Collaboration policy // Submit lab // Setup Go // Guidance // Piazza
In this lab you will build a fault-tolerant key/value storage service using your Raft library from Lab 3. To clients, the service looks similar to the server of Lab 2. However, instead of a single server, the service consists of a set of servers that use Raft to help them maintain identical databases. Your key/value service should continue to process client requests as long as a majority of the servers are alive and can communicate, in spite of other failures or network partitions. After Lab 4, you will have implemented all parts (Clerk, Service, and Raft) shown in the diagram of Raft interactions.
Clients will interact with your key/value service through a Clerk, as in Lab 2. A Clerk implements the Put and Get methods with the same semantics as Lab 2: Puts are at-most-once and the Puts/Gets must form a linearizable history.
Providing linearizability is relatively easy for a single server. It is harder if the service is replicated, since all servers must choose the same execution order for concurrent requests, must avoid replying to clients using state that isn't up to date, and must recover their state after a failure in a way that preserves all acknowledged client updates.
This lab has three parts. In part A, you will implement a replicated-state machine package, rsm, using your raft implementation; rsm is agnostic of the requests that it replicates. In part B, you will implement a replicated key/value service using rsm, but without using snapshots. In part C, you will use your snapshot implementation from Lab 3D, which will allow Raft to discard old log entries. Please submit each part by the respective deadline.
You should review the extended Raft paper, in particular Section 7 (but not 8). For a wider perspective, have a look at Chubby, Paxos Made Live, Spanner, Zookeeper, Harp, Viewstamped Replication, and Bolosky et al.
Start early.
We supply you with skeleton code and tests in src/kvraft1. The skeleton code uses the skeleton package src/kvraft1/rsm to replicate a server. A server must implement the StateMachine interface defined in rsm to replicate itself using rsm. Most of your work will be implementing rsm to provide server-agnostic replication. You will also need to modify kvraft1/client.go and kvraft1/server.go to implement the server-specific parts. This split allows you to re-use rsm in the next lab. You may be able to re-use some of your Lab 2 code (e.g., re-using the server code by copying or importing the "src/kvsrv1" package) but it is not a requirement.
To get up and running, execute the following commands. Don't forget the git pull to get the latest software.

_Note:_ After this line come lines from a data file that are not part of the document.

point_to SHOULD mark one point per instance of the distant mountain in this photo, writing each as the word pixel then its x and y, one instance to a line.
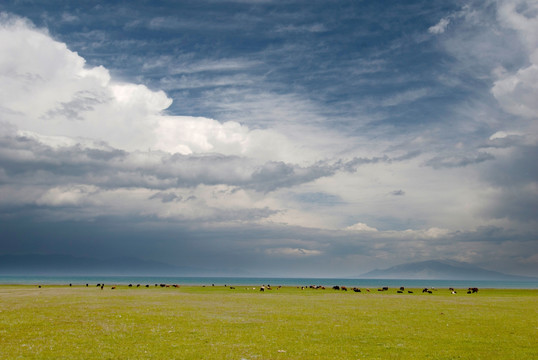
pixel 64 264
pixel 441 270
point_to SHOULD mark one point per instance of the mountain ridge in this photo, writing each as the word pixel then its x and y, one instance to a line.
pixel 441 270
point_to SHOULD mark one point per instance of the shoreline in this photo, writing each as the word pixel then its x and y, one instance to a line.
pixel 81 280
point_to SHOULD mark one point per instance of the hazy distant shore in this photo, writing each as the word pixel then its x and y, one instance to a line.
pixel 257 281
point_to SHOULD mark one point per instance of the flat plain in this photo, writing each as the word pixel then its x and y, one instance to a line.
pixel 195 322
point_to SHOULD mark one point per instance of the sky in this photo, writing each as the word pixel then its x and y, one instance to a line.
pixel 281 138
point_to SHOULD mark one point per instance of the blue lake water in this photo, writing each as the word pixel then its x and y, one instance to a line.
pixel 274 281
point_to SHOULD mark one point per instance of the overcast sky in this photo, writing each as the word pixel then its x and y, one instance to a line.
pixel 283 138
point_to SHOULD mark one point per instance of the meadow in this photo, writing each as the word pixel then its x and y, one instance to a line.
pixel 195 322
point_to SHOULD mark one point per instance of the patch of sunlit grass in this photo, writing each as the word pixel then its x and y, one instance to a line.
pixel 288 323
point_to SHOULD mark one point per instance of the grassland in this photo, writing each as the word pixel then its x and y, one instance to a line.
pixel 62 322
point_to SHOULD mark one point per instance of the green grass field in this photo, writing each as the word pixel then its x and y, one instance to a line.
pixel 59 322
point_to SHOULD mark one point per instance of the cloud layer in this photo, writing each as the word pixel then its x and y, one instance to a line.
pixel 266 159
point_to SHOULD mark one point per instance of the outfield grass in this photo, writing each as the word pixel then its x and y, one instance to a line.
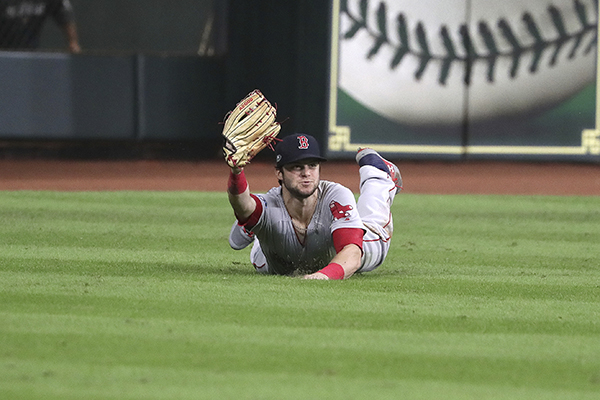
pixel 136 295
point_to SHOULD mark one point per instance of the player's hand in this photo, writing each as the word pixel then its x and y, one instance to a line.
pixel 316 275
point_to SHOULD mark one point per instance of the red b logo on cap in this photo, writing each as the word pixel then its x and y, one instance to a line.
pixel 302 142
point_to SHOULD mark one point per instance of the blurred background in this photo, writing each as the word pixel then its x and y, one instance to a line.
pixel 154 79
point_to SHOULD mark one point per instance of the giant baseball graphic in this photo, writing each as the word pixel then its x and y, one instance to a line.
pixel 427 62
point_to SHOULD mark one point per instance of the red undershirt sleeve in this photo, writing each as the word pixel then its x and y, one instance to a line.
pixel 255 216
pixel 345 236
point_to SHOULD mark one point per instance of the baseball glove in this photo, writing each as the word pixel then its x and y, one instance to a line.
pixel 248 129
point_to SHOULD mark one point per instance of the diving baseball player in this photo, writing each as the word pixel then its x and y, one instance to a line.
pixel 312 228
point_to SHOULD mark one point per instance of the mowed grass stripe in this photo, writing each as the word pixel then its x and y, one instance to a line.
pixel 292 305
pixel 486 345
pixel 135 382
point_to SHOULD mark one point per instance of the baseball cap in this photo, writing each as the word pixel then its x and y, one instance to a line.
pixel 297 147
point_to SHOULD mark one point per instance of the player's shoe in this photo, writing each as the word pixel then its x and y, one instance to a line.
pixel 366 156
pixel 239 237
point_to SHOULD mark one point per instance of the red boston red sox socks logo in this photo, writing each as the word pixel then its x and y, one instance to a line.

$ cd ~/6.5840 $ git pull ..
$ cd src
$ make rsm1
=== RUN TestBasic4A
Test RSM basic (reliable network)...
rsm_test.go:28: expected 0 instead of 0
In the common situation of a client/server service using Raft for replication, the service interacts with Raft in two ways: the service leader submits client operations by calling raft.Start(), and all service replicas receive committed operations via Raft's applyCh, which they execute. On the leader, these two activities interact. At any given time, some server goroutines are handling client requests, have called raft.Start(), and each is waiting for its operation to commit and to find out what the result of executing the operation is. And as committed operations appear on the applyCh, each needs to be executed by the service, and the results need to be handed to the goroutine that called raft.Start() so that it can return the result to the client.
The rsm package encapsulates the above interaction. It sits as a layer between the service (e.g. a key/value database) and Raft. In rsm/rsm.go you will need to implement a "reader" goroutine that reads the applyCh, and a rsm.Submit() function that calls raft.Start() for a client operation and then waits for the reader goroutine to hand it the result of executing that operation.
The service that is using rsm appears to the rsm reader goroutine as a StateMachine object providing a DoOp() method. The reader goroutine should hand each committed operation to DoOp(); DoOp()'s return value should be given to the corresponding rsm.Submit() call for it to return. DoOp()'s argument and return value have type any; the actual values should have the same types as the argument and return values that the service passes to rsm.Submit(), respectively.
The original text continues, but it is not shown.